The Unintended Consequences

Decimalization seems to be working for the odd lot investor, but not for the rest of the market. So says Joan Stack, the new trading manager at OPERS, the Ohio Public Employees Retirement System. Stack frequently thinks about market structure issues.

"Decimalization may be good for the person who wants to buy 100 shares," she acknowledged. "But if you represent 750,000 retail investors and it's now taking longer and costing you more to complete trades on their behalf, that hurts the ultimate retail investor." What's missing is the recognition that institutional investors are often "aggregated retail customers," she said.

The OPERS trading desk currently uses more electronic trading vehicles than it did in the past. Because decimalization has made block trades more difficult, the desk also works its orders in smaller pieces.

Stack and two other traders execute trades for the state pension fund, which has $54 billion under management. The fund represents a quarter of a million employees and retirees. Stack joined OPERS in October from ING Funds in New York.

For its index programs, OPERS uses electronic and alternative trading systems almost exclusively. These include Bloomberg Tradebook, Instinet's Newport, Liquidnet and POSIT. OPERS also recently installed FlexTRADER, an order management and trading tool that lets the desk access the market directly, via off-the-shelf or proprietary execution algorithms. FlexTRADER integrates with the Macgregor order management system and is broker-neutral.

As a public fund, OPERS is required to record a percentage of its business with brokers that have an Ohio presence. The firm also tries to conduct a certain percentage of business with minority and emerging brokerages.

However, within the fund's approved broker list, the trading desk has a "large amount of discretion." The fund turns to brokers to try to find the natural other side on less liquid securities. The fund also uses brokers in merger-arbitrage situations. These are situations in which it wants the broker to have both sides of the trade and help the fund manage the spread.

OPERS uses a trade-cost-analysis product from Quantitative Services Group that evaluates best execution. The trading desk requires brokers to get every actual buy or sell, rather than an aggregated or average price or fill. "If I have 10,000 shares to buy and it's being bought 200 shares at a time, I will get all those 200-share reports," Stack said.

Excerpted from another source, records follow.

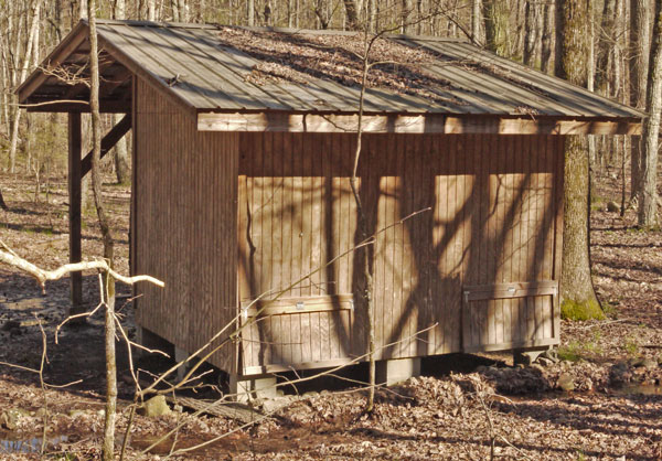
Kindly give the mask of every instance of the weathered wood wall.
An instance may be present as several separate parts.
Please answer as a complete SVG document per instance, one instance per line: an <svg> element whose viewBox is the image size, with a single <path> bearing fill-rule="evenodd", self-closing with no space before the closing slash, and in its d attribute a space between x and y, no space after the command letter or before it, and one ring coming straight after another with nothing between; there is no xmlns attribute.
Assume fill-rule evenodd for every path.
<svg viewBox="0 0 662 461"><path fill-rule="evenodd" d="M136 313L147 330L193 352L237 313L238 135L197 132L195 119L137 79L134 132ZM233 373L233 345L211 362Z"/></svg>
<svg viewBox="0 0 662 461"><path fill-rule="evenodd" d="M364 307L353 296L364 253L324 267L362 239L350 190L354 136L242 133L239 150L242 304L321 268L247 329L244 371L364 354ZM558 341L549 281L559 271L562 172L562 137L365 136L371 233L429 208L377 235L378 358Z"/></svg>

While the market, as a whole, has had dramatic changes, so too has her niche. "Once buyside traders were looked at as execution clerks," she said. "They're now considered integral parts of execution teams, along with portfolio managers and analysts."

Traders increasingly serve as information filters for portfolio managers and analysts, she noted. They might pass along information about how the behavior of an overseas technology stock will affect the fund's domestic technology portfolio.

Besides the changing role of the trader, Stack has some ideas about what regulators should do about specialists. She believes that change is required in how the specialist is paid. "The current structure puts them in a conflict-of-interest position," she said. "They've gone from being facilitators to traders."

Instead of making money facilitating buyers and sellers, specialists make their money basically by trading against customer order flow, she said. "At some point, the specialists have to go back to making some kind of fee for their services of maintaining an orderly and liquid market," she said. In addition, Stack said she'd like to see "some sort of electronic alternative offered as well."